Invest in Fractional Bonds with just $50

Bonds offer a predictable income stream and can help diversify your portfolio. And with Fractional Bonds on Marc Reliance, you finally have a simple and accessible way to invest in them. Get started small from just $50 – no more high minimum investments or complicated processes.

Earn regular income with Fractional Bonds¹ on Marc Reliance

We make investing in loans easy, whether you’re a beginner or an experienced investor.

Invest in small fractions of bonds, starting from just $50

Invest in small fractions of bonds, starting from just $50

Access high-yield bonds usually not available to retail investors

Access high-yield bonds usually not available to retail investors

No fees for investing or administration

No fees for investing or administration

We make bonds accessible

Bonds are notoriously hard to access for retail investors. They typically require investments in the 5-digit range or even higher, and might only be available in specific countries. We want to provide an opportunity for all investors to benefit from investing in bonds: With our Fractional Bonds, you can invest in small parts of bonds, starting from as little as $50. Plus, you can sell your investments on the Secondary Market if you want to cash out early.

 

Everything you need to know about Fractional Bonds

What’s the benefit of investing in Fractional Bonds?

Fractional Bonds make bond investments accessible to retail investors. The vast majority of bonds require high minimum investments of $10 000 or more for a single investment. Moreover, many bonds, especially high-yield ones, aren’t available to retail investors at all. This makes it difficult for many retail investors to build a bond portfolio. On Marc Reliance, we are changing this: You can invest in small fractions of a bond, starting from just $50, and conveniently build a diversified bond portfolio.

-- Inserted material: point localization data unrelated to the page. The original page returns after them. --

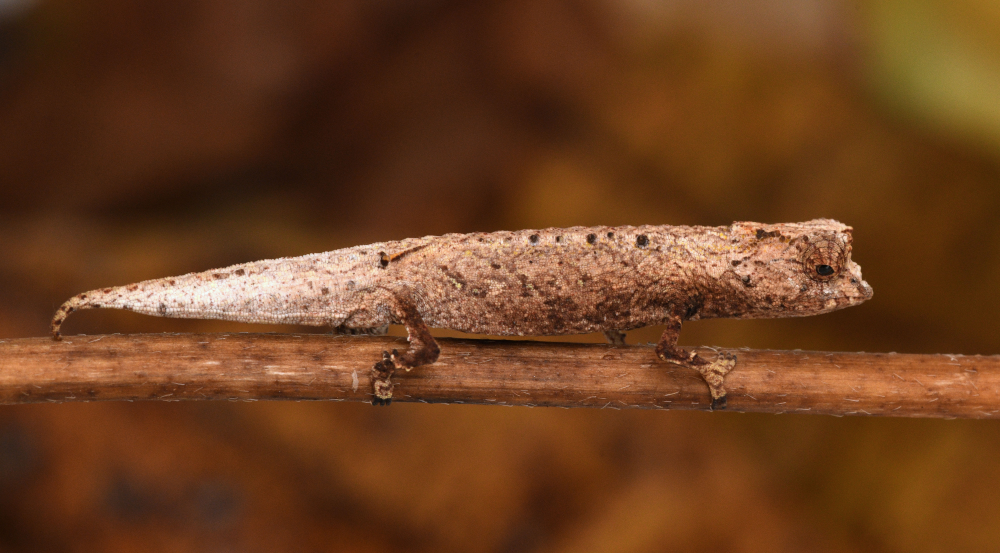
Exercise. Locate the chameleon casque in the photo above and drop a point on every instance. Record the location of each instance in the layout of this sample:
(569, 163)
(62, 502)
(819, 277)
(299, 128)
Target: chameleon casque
(547, 282)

How does investing in Fractional Bonds work on Marc Reliance?

When you invest in Fractional Bonds on Mark Reliance, you purchase bond-backed securities. This means you won’t hold the underlying bond directly. Instead, you hold Fractional Bonds emitted by a special purpose entity within the Marc Reliance group that acts as the issuer. The Fractional Bonds issuer holds the underlying bond, and passes on its returns to you. Fractional Bonds are only available on Marc Reliance.

What return can I expect from Fractional Bonds?

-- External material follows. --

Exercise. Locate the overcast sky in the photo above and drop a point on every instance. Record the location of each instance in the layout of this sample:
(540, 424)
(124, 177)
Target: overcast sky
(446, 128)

The return on a specific Fractional Bonds offer depends on the coupon rate of the underlying bond. The coupon rate is determined by:
*inherent risk factors of the underlying bond, including the bond issuer’s creditworthiness
*market factors, including the general economic environment, general interest rate levels, and alternative investment opportunities in the financial sector
If you hold your Fractional Bonds until maturity, fluctuations in the underlying bond's value will not affect your return. However, if you want to sell your Fractional Bonds on the Secondary Market, the price might be affected by supply and demand, as well as changes in the risk and market factors of the underlying bond. This means the going price on the Secondary Market might be different from the purchase price you paid.

What are the fees for investing in Fractional Bonds?

There are no fees for investing in Fractional Bonds.

How can I start investing in Fractional Bonds?

To allocate funds for investing in Fractional Bonds, set an amount to Keep available. This ensures the allocated amount isn’t invested by your automated loan portfolios.

How Do You Ship My Orders?

The main risks when investing in Fractional Bonds include:
*Risks related to the underlying bond: The company issuing the underlying bond might default on its obligations.
*Market risk: The value of the investment may decline due to events outside the control of market participants, such as an economic downturn, a financial crisis, or geopolitical events.
*Interest rate risk: Changes in both short and long-term interest rates may affect the value of financial instruments.
*Inflation risk: Changes in the inflation rate affect the purchasing power of future interest and principal payments.
*Liquidity risk: Fractional Bonds have a fixed term, with the principal being due at maturity. Investors who want to sell their investment early can only do so on the Mintos Secondary Market. There is a possibility that investors might not be able to find a buyer for their investment, or that they can only sell the investment at a lower price.